Upaya membuka balai latihan kerja di pesantren bukan hal baru. Berbagai pesantren sudah memberikan keterampilan kerja sejak beberapa dekade silam. Latihan bercocok tanam, beternak unggas, mengelola usaha kecil, pelatihan manajemen dan pemasaran usaha sudah dijalankan di berbagai pesantren.

Namun tak semua pesantren berhasil membangun usaha yang sudah diajarkan kepada para santri. Dari pengalaman yang sudah-sudah, hanya pesantren yang sudah ternama dan memiliki struktur organisasi serta modal yang kuat yang memiliki balai latihan kerja yang melahirkan lulusan yang sanggup berwirausaha secara independen.

Ada beberapa kiat untuk merealisasikan rencana pemerintah membuka 1.000 balai latihan kerja di pondok-pondok pesantren itu. Pertama dengan memberikan bantuan pembangunan balai latihan kerja di lokasi pondok pesantren bersangkutan. Kedua, pemerintah mewajibkan pemilik usaha produksi yang berdekatan dengan pondok pesantren untuk menerima santri magang dalam periode tertentu secara berkelanjutan.
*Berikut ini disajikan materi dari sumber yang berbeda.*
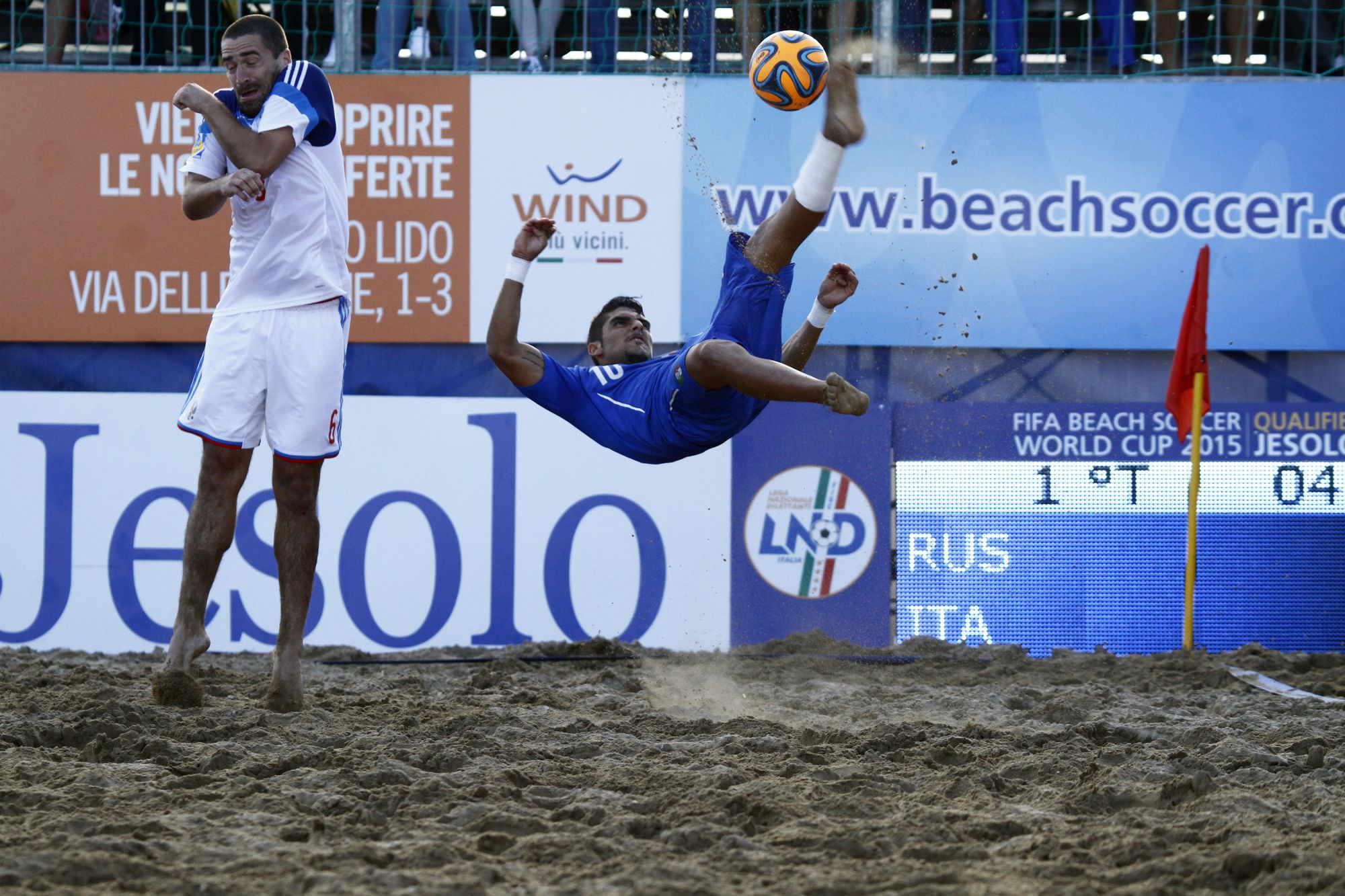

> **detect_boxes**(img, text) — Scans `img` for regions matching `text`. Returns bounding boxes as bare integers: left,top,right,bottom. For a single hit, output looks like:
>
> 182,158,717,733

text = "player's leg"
153,441,253,706
266,456,323,713
265,298,350,712
153,313,266,706
742,59,863,273
686,339,869,415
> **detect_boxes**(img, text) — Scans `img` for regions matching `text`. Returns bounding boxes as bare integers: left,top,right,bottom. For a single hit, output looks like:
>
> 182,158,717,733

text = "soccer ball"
748,31,827,112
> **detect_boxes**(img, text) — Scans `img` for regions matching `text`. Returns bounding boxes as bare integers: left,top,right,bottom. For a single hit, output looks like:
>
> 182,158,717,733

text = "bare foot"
149,669,206,709
822,59,863,147
164,626,210,673
264,654,304,713
826,372,869,417
149,627,210,708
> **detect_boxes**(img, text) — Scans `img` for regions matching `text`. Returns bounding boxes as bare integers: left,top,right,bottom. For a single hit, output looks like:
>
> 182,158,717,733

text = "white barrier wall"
0,393,730,651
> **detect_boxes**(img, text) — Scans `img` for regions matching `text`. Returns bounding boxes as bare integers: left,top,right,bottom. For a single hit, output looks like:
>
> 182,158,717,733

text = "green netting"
0,0,1345,77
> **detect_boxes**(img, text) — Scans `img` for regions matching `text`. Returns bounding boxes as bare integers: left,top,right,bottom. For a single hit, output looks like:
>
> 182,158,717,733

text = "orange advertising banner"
0,71,471,341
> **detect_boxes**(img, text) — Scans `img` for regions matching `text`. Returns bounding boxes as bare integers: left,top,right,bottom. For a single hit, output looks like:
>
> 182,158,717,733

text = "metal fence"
0,0,1345,77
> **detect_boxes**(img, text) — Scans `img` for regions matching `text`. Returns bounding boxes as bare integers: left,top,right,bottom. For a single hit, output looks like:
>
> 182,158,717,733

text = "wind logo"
546,159,623,187
742,466,878,599
514,157,650,265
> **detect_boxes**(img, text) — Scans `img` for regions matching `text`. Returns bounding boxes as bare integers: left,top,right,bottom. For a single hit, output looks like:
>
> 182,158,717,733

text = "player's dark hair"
221,15,289,58
589,296,644,341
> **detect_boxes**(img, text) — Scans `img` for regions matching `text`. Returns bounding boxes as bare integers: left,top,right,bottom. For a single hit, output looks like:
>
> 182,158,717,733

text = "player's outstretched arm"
182,168,266,220
486,218,555,386
780,261,859,370
172,83,295,177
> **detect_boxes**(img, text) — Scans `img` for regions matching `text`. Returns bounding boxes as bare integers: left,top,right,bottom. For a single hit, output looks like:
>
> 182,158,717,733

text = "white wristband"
808,298,835,329
504,255,533,282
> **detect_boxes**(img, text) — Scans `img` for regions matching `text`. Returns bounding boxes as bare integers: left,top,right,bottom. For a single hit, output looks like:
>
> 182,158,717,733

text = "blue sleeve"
273,60,336,147
518,352,586,419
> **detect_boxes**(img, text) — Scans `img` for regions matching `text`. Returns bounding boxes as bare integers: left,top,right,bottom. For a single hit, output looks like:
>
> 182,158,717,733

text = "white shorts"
178,297,350,462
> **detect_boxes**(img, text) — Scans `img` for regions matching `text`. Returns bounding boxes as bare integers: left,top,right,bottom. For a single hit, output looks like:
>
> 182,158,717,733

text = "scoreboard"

Kiat ketiga adalah mendayagunakan para wirausahawan di sekitar pondok pesantren memberikan pelatihan kepada para santri sehingga terjadi tranfer keterampilan. Pemerintah tentu saja memberikan insentif bagi kemitraan semacam ini.

Dua metode terakhir itu jelas lebih efektif dalam mencetak para santri untuk memiliki keterampilan, namun tidak mudah direalisasikan karena alasan yang alamiah. Artinya, hanya para wirausahawan yang sudah mantap dan mapan yang rela membagikan kiat-kiat usahanya kepada orang lain. Bagi yang belum berkembang dalam tahapan mapan, memberikan keterampilan kepada pendatang baru sama artinya memelihara anak macan atau membiarkan Brutus hidup di sekitar.

Tampaknya, pemerintah tak perlu membatasi jenis vokasi atau pelatihan kejuruan yang hendak diselenggaran di pondok-pondok pesantren. Pelatihan kejuruan yang selama ini diselenggarakan di pesantren sebatas pada keterampilan bertani, beternak, penanganan prosesi kematian, teknik mengelola usaha dan memasarkan produk.

Dengan semakin beragamnya usaha dan kerja kreatif yang didukung kemajuan teknologi digital, pemerintah perlu juga memberikan pelatihan yang berkaitan dengan kerja kreatif. Alangkah afdolnya jika pemerintah sanggup mengadirkan para pionir di dunia desain grafis, desain busana, pengusaha sektor usaha rintisan, pengusaha perbelanjaan dalam jaringan memberikan kiat-kiat keberhasilan mereka di hadapan para santri.

Tentu saja Indonesia bukan cuma dunia pesantren yang harus dibangun sumber daya manusianya. Di kawasan-kawasan yang jauh dari pusat kekuasaan, seperti kawasan wisata Labuan Bajo atau Pulau Sumba di Nusa Tenggara Timur, pemerintah juga perlu memberikan dukungan fasilitas terhadap komunitas-komunitas lokal untuk meningkatkan keterampilan usaha.

Di kalangan perajin cinderamata berupa ukiran komodo di Labuan Bajo, pemerintah perlu memberikan bantuan tenaga seniman ukir yang piawai untuk memberikan pelatihan agar kualitas ukiran komodo di tempat wisata itu semakin estetis dan memukau wisatawan.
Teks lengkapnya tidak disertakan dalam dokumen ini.